Bepergian telah mengajarkan saya untuk mengharapkan yang tidak terduga. Humor itu dapat ditemukan dalam segala hal. Percaya pada sihir. Untuk memiliki harapan. Untuk menawarkan bantuan. Tertawa dalam kabut kesedihan dan frustrasi. Untuk membawa tawa kepada orang lain.
Sementara saya merindukan jalan dan sensasi tak terduga yang terus-menerus ditawarkannya, tidak ada keraguan jenis kehidupan tak terduga yang sama ada di rumah ini. Itu hanya sedikit lebih tenang. Tidak sekeras dan di wajah Anda. Tapi masih disini.
Bepergian telah mengajari saya ini: Hidup sederhana. Untuk memperlambat. Untuk bersikap baik. Untuk membawa sedikit kegembiraan dan penghiburan ke dalam kehidupan mereka yang sangat berjuang.
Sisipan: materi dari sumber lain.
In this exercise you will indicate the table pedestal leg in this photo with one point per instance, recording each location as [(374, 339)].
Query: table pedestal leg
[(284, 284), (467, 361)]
Itu telah mengajarkan saya bahwa walaupun saya pikir saya menunda hidup ketika saya bepergian, atau ketika saya berhenti untuk merawat kakek-nenek saya, pada saat-saat inilah hidup memilih untuk menunjukkan dirinya dalam cahaya yang paling indah.
Suatu hari saya menemukan musik Kishi Bashi sementara saya mengambil istirahat dari yang lambat dan berlari cepat melalui Clearwater jalan-jalan belakang pohon-pohon palem dan rumah-rumah tua dari awal 1930-an. Itu membuat saya tersenyum, menangis, tertawa. Itu membangkitkan emosi rasa terima kasih, kegembiraan, ketakutan, kesedihan, sukacita, harapan. Terkadang kata-kata tidak bisa menjelaskan apa yang hanya bisa dirasakan oleh hati. Ini adalah jenis musik. Ini adalah kehidupan seorang musafir.